Alabama's done that much better through eight games.
The Tide is tied with No. 12 Louisville for tops nationally in red zone efficiency, scoring on 34 of 35 trips with 26 touchdowns. Alabama is also No. 1 in that category on defense, allowing eight scores and six touchdowns on opponents' 15 drives that penetrated the 20.
LSU has managed to overcome rankings of No. 72 offensively in the red zone and 115th defensively — with one exception. Those deficiencies were costly in the lone loss to No. 8 Florida, which scored touchdowns on both its trips while the Tigers settled for field goals in a 14-6 defeat.

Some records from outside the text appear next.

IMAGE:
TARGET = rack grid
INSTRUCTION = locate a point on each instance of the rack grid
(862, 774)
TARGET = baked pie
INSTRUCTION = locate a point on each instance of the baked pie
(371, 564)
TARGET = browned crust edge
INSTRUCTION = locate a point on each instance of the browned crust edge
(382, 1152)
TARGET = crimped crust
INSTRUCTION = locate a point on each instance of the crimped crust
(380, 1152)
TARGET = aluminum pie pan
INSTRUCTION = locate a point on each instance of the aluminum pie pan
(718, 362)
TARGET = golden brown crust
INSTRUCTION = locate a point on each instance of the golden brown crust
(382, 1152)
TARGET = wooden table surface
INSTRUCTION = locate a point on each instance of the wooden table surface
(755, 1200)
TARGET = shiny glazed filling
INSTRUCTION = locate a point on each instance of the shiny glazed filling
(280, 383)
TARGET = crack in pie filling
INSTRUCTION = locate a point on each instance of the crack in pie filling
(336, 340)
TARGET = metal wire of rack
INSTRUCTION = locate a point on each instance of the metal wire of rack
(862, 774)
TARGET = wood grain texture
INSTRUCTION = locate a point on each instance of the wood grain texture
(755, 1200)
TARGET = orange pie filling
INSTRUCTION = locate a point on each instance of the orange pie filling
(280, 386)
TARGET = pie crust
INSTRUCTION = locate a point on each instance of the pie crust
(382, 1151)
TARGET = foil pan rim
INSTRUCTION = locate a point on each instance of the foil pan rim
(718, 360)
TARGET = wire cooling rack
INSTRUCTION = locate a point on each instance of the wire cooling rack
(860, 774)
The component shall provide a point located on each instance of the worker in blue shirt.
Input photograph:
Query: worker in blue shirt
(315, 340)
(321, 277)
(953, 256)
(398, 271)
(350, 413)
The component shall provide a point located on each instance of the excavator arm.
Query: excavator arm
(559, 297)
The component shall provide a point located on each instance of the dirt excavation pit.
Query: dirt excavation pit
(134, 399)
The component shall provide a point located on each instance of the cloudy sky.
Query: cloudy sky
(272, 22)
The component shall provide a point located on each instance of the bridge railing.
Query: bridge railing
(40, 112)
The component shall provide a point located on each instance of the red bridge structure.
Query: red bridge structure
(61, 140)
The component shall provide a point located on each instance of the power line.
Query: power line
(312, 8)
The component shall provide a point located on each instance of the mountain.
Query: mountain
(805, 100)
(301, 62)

"It's execution when we get in the red zone," LSU quarterback Zach Mettenberger said. "It's not like we don't want to score down there, we just screw up. We have to get seven when we get down there. Alabama has a very good defense. That's what they do. That's what Nick Saban wants. They have a very sound defense. The opportunity is going to be there for me and my receivers to make a big play. We have to capitalize on these opportunities."
Saban, the Tide's perfectionist coach, sets a goal of holding opponents to scores on only 60 percent of their red zone visits while getting points 90 percent of the time offensively.
So far, so good.
"You always want to score a touchdown every time you get the ball in the red zone," Saban said. "But I think red zone efficiency is very, very important to being successful."
Especially in big games featuring strong running games and two of the nation's best defenses, where there's little margin for error.
Alabama settled for field goals by Shelley in its three red zone trips in the national title game though Trent Richardson scored on a late 34-yard run in the 21-0 win.